El futuro de la música

Estas líneas que se revelan con vocación de crónica, no son más que lo que el oído escucha y lo que los ojos ven. 

Después, en la caverna del cerebro, donde (todos lo sabemos) circula una cierta carga eléctrica como Pedro por su casa, se generan conclusiones que pueden ser tan benignas como el calor del sol o escocer como rozaduras de ortiga.

Escribir sobre el futuro de la música podría llegar a parecerse a introducir un mensaje con petición de auxilio en una botella y ponerla a navegar en el estanque con patos más cercano.

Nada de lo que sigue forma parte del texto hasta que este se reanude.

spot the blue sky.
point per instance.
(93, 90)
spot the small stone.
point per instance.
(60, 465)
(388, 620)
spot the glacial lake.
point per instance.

Sin duda debería penarse este atropello a los pacíficos palmípedos. Sea como fuere, hay que alzar la voz antes de que sea demasiado tarde (si no lo es ya).

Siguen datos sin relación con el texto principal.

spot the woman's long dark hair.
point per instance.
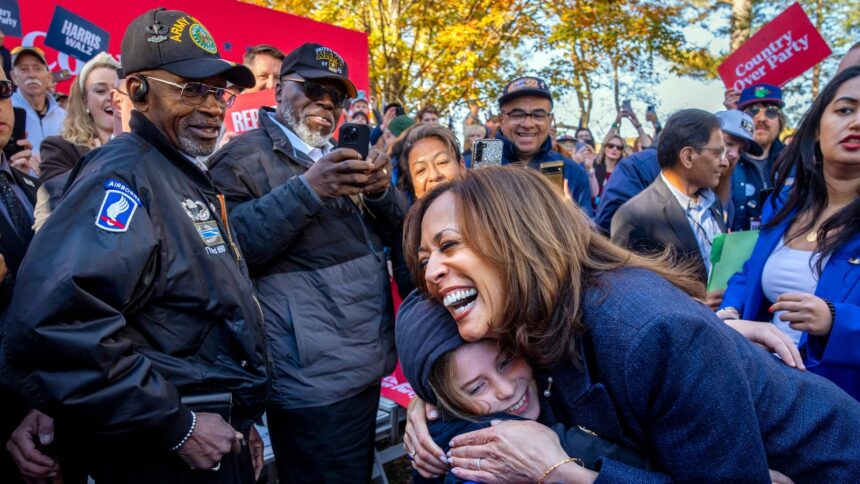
(808, 194)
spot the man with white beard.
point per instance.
(312, 222)
(30, 73)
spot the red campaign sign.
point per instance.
(234, 25)
(395, 387)
(244, 114)
(783, 49)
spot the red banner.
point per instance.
(234, 26)
(243, 115)
(783, 49)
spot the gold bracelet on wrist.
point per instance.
(549, 471)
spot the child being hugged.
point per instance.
(473, 384)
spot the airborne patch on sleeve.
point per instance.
(118, 207)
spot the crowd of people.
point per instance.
(167, 286)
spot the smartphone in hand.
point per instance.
(487, 152)
(554, 171)
(626, 107)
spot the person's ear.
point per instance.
(137, 90)
(279, 90)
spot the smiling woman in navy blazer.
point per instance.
(804, 271)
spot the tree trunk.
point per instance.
(741, 23)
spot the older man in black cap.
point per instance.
(149, 352)
(312, 221)
(525, 109)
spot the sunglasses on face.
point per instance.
(7, 88)
(719, 151)
(772, 112)
(316, 91)
(194, 93)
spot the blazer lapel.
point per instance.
(677, 221)
(577, 399)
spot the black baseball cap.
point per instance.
(178, 43)
(525, 86)
(316, 61)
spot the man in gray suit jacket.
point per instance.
(679, 209)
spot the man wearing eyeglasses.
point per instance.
(526, 116)
(313, 221)
(752, 177)
(679, 209)
(30, 73)
(149, 352)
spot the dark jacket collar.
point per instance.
(509, 153)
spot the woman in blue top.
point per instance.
(804, 271)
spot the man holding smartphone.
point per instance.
(312, 221)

Desde hace ya algún tiempo, lo que ha venido en llamarse música urbana, lo percibo como un síndrome de ansiedad por estar en el futuro, huida hacia adelante;  que es como el horizonte, que jamás se alcanza. En esto la tecnología está ayudando como si no hubiera un mañana. Y es que el mañana ya empieza a ser ayer. Se tiende a un futuro ávido de nuevas percepciones habiendo un pasado con sendas por explorar; ‘lugares’ que aún no han sido pisados por el ser humano (como suele decirse).

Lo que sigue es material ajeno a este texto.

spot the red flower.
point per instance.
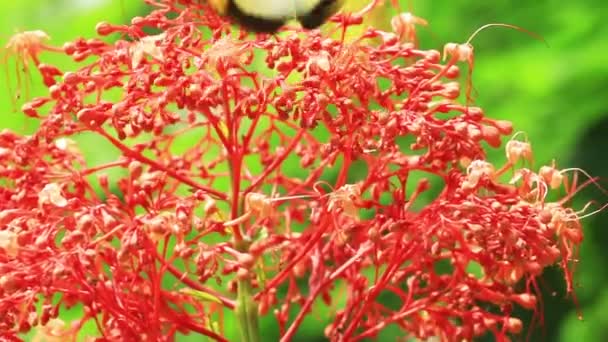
(254, 162)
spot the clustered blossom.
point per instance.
(266, 194)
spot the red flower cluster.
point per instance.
(252, 165)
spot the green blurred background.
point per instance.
(557, 95)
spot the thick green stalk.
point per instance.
(247, 313)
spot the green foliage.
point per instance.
(554, 94)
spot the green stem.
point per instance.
(247, 312)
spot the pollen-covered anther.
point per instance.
(344, 199)
(318, 63)
(67, 144)
(404, 25)
(517, 150)
(461, 52)
(159, 226)
(477, 170)
(551, 176)
(146, 46)
(52, 194)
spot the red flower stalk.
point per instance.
(249, 164)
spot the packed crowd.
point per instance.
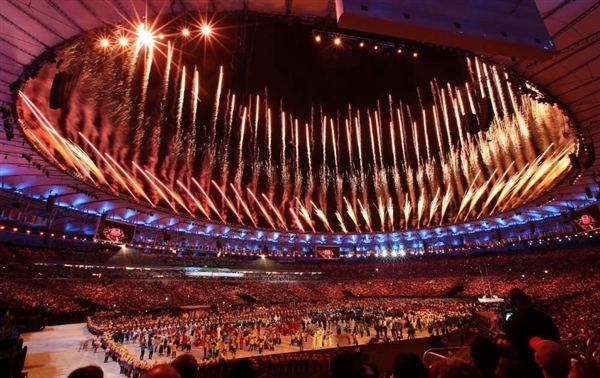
(217, 336)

Y en el corazón de este enjambre no hay una abeja reina sino un dispositivo digital al que llaman ‘autotune’ que, según nos dicen sus admiradores, va más allá del denostado tópico de la ‘voz robótica’, porque abre infinitas posibilidades de invención sonora sin precedentes: Las perfecciona; corrige sus errores y las hacen parecer recién salidas del estuche vocal. Les invito a escuchar música precolombina, como la que reinterpreta Gustavo Santaolalla, por poner un misterioso ejemplo.

Se habla del futuro de la música co­mo si estuviera sometida al tiempo, co­mo lo estamos los seres vivos, con fe­cha de caducidad; como si la música de­pendiera del reloj o el calendario; o el paso de las estaciones; o nuestro tiempo cósmico de miles de millones de años alrededor del sol; de cualquier sol.

De las cálidas armonías aflautadas del antiguo oriente al estruendo acompasado que ahora se nos impone en Occidente (con trance químico añadido), hay un firmamento de músicas posibles derramadas, en donde elegir la más idónea para cualquier sensibilidad; donde elegir libremente.

Lo que ahora abunda es voz de un Cyrano digital que eleva la seducción y el triunfo a la Roxanne de turno en su balcón rodeado de hiedra. Voz desnaturalizada y rebozada de partículas de un metal que no es de este planeta. No es voz de disciplina de años acercándose a la perfección sonora. Tampoco es voz de mujer que recoge su casa (siempre es mujer), entre zambras o fandangos que nunca figuran en listas de éxitos; arte que nadie compra ni divulga.

Y no es que me oponga a lo que la ciencia pone en nuestras manos que, para experimentar, hasta sirve un palo de fregona. El problema es que algunos no cejen en el empeño de querer vendernos tecnología revestida como lo último en arte. 

Les Luthiers demostraron que es posible inventar instrumentos en casa para crear sonidos nuevos e informales, con texturas amables; y sin que aumente la factura de la luz.